The ideas explored in this exhibition are pointed towards Coloradoans but can apply to anyone who has thought about our relationship with time and how we navigate the spaces and relationships around us. In his seven-volume work Remembrance of Things Past, published in 1923, Marcel Proust wrote in the Prisoner:
The only true voyage of discovery…consists not in seeking new landscapes but in having new eyes, to behold the universe through the eyes of another; …with men like these we do really fly from star to star.
About the artists
Donald Fodness
Donald Fodness earned a BA degree in Art History from the University of Illinois at Urbana Champaign and an MFA in Painting from the University of Colorado at Boulder. Fodness has an interdisciplinary practice that includes drawing, sculpture, furniture, and installation. His drawings have been exhibited nationally and internationally. Regionally he has created site-specific installations for the Denver Art Museum, The Boulder Museum of Contemporary Art, The Gallery of Contemporary Art in Colorado Springs, two Biennial of the Americas, and Harmony Hammond's Material Engagements at Redline.
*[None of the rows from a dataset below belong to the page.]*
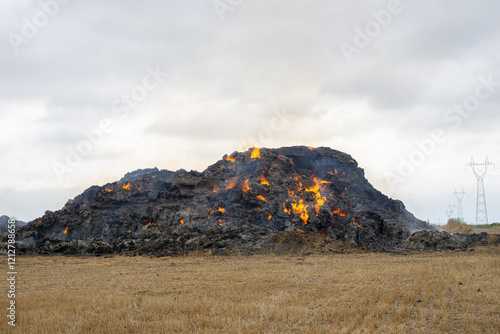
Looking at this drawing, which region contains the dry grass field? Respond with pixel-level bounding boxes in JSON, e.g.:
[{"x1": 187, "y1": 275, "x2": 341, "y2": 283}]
[{"x1": 0, "y1": 247, "x2": 500, "y2": 334}]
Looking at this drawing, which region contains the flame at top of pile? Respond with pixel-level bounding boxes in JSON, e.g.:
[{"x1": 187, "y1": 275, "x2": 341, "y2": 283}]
[{"x1": 250, "y1": 147, "x2": 260, "y2": 159}]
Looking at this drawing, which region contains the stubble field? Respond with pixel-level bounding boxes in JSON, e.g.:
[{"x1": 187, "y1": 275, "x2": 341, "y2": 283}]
[{"x1": 0, "y1": 247, "x2": 500, "y2": 334}]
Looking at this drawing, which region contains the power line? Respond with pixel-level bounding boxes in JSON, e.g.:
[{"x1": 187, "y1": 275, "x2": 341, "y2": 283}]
[{"x1": 465, "y1": 157, "x2": 495, "y2": 225}]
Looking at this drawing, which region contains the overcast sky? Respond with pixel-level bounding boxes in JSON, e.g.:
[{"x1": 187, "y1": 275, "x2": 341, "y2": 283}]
[{"x1": 0, "y1": 0, "x2": 500, "y2": 224}]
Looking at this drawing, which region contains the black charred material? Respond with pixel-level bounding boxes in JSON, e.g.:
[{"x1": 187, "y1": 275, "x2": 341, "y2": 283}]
[{"x1": 18, "y1": 147, "x2": 440, "y2": 250}]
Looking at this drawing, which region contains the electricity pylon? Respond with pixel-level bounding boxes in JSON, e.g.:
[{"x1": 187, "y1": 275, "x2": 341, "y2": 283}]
[
  {"x1": 465, "y1": 157, "x2": 495, "y2": 225},
  {"x1": 453, "y1": 189, "x2": 465, "y2": 222},
  {"x1": 445, "y1": 209, "x2": 453, "y2": 220}
]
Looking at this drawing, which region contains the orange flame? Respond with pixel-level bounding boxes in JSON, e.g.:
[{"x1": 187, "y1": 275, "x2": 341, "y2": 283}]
[
  {"x1": 291, "y1": 199, "x2": 309, "y2": 225},
  {"x1": 260, "y1": 174, "x2": 269, "y2": 185},
  {"x1": 250, "y1": 147, "x2": 260, "y2": 159},
  {"x1": 283, "y1": 202, "x2": 290, "y2": 214},
  {"x1": 243, "y1": 179, "x2": 251, "y2": 193},
  {"x1": 306, "y1": 175, "x2": 328, "y2": 215},
  {"x1": 226, "y1": 176, "x2": 237, "y2": 189},
  {"x1": 257, "y1": 195, "x2": 267, "y2": 202}
]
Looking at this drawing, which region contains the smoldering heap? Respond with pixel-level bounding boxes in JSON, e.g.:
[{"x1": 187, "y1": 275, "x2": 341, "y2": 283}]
[{"x1": 14, "y1": 146, "x2": 484, "y2": 255}]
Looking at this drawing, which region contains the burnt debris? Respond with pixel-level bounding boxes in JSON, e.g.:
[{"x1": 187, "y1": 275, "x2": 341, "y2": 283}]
[{"x1": 12, "y1": 146, "x2": 454, "y2": 253}]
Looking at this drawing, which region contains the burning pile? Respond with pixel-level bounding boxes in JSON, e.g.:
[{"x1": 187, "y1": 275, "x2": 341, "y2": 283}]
[{"x1": 21, "y1": 147, "x2": 431, "y2": 249}]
His work has been published in New American Paintings, Sculpture Magazine, Yahoo home page, Found Magazine, The Creators Project, and art LTD.
Fodness is an active community member, curator, and collaborator with The Flying OHNO Twins and The DMB Collective. He co-founded Showpen Residency, is a founding member of Hyperlink, he is an Artnaut, and a member of Tank Studios. He served as an educator at the university level for nearly seven years at various institutions including University of Denver, Rocky Mountain College of Art and Design, and Metro State University of Denver. He currently lives and works in Denver, Colorado.
Tobias Fike
Tobias Fike lives and works in Arvada, CO, as an interdisciplinary artist. The form of his work is incredibly varied, and he approaches a range of concepts, from his personal experiences of family, place, and grief, to humankind’s’ temporal relationship with the universe and observations of time.
Fike was born in Lincoln, NE, and moved to Kansas City when he was ten, he then later returned to Lincoln to attend the University of Nebraska, where he earned a BFA in 2000. He received his MFA from the University of Colorado Boulder in 2011. Fike's work has been exhibited nationally and internationally, with exhibitions in many cities, including Berlin, Germany; Coimbra, Portugal; Shanghai, China; Houston, TX; Tucson, AZ; and Chicago, IL, to name a few.
Additionally, one of Fike’s collaborative works with Matthew Harris, a longtime colleague, is in the Kadist Art Foundation, Video Americas Collection, now housed in San Francisco, CA.